Sensitivity can be developed by spending time learning about the legal, political, and social history of a particular cultural group. In addition to current demographics about disparities, this information can be supplemented by e.g., researching relevant local/regional/national/global histories about how this particular group (and/or the corresponding geographic location) has been conceptualized in the law, by science, by religions, etc. This background can provide important contextual information that can increase insight into concrete evaluation questions, such as: Why is this group less likely to seek out care? Why is this group so difficult to collect feedback or data from?
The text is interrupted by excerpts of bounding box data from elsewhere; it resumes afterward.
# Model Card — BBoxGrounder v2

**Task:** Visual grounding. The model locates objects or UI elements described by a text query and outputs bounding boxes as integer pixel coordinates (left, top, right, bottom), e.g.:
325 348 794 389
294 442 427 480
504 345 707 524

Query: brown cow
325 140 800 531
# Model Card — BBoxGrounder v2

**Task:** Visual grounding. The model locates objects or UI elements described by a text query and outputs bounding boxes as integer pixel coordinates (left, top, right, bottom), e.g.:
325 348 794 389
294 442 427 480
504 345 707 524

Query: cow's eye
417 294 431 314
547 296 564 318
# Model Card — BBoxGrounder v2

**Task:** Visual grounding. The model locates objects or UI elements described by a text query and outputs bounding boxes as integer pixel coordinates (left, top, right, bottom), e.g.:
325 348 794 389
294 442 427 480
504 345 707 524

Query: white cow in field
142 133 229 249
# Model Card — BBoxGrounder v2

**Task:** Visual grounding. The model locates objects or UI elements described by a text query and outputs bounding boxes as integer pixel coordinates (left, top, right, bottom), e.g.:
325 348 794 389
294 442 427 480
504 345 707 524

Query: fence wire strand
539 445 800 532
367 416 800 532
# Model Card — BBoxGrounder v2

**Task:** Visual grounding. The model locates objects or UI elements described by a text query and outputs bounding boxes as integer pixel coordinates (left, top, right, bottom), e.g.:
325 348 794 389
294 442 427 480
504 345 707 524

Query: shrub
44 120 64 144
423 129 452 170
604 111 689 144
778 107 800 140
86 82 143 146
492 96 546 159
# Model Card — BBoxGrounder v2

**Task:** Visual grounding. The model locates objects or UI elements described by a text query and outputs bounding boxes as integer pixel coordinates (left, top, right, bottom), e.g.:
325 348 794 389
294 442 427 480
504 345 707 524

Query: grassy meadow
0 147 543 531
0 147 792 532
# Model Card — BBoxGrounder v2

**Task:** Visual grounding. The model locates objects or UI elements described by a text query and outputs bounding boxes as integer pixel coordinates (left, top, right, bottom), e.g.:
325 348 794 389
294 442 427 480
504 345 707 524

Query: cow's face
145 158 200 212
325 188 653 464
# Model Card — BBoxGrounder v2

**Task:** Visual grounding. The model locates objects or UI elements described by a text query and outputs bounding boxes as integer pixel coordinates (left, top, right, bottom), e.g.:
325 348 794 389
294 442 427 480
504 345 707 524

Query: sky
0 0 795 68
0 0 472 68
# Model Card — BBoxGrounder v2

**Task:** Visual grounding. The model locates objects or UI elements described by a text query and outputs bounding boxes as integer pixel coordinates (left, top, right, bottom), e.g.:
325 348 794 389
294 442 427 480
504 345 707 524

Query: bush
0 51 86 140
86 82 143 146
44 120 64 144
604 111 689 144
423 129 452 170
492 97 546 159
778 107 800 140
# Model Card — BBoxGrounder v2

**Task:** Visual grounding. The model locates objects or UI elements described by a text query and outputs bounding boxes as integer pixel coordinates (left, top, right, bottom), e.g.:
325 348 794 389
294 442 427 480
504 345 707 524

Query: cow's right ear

Understanding can be prioritized by using active, empathic listening. What this means, then, is using your developed sensitivity to cultural context to more deeply appreciate what (and why) the client is saying what they are saying (or doing what they are doing). Prioritizing empathic listening also helps minimize the chance that some theoretical framework developed as a “competency” is not imposed over a client’s experience, thereby missing any further individual-level nuance that might otherwise have been understood. This can help further tailor the evaluation to the individual client’s needs and context.

Further Reading:
Carpenter-Song, E.A., Schwallie, M.N., & Longhofer, J. (2007). Cultural Competence Reexamined: Critique and Directions for the Future. Psychiatric Services, 58(10).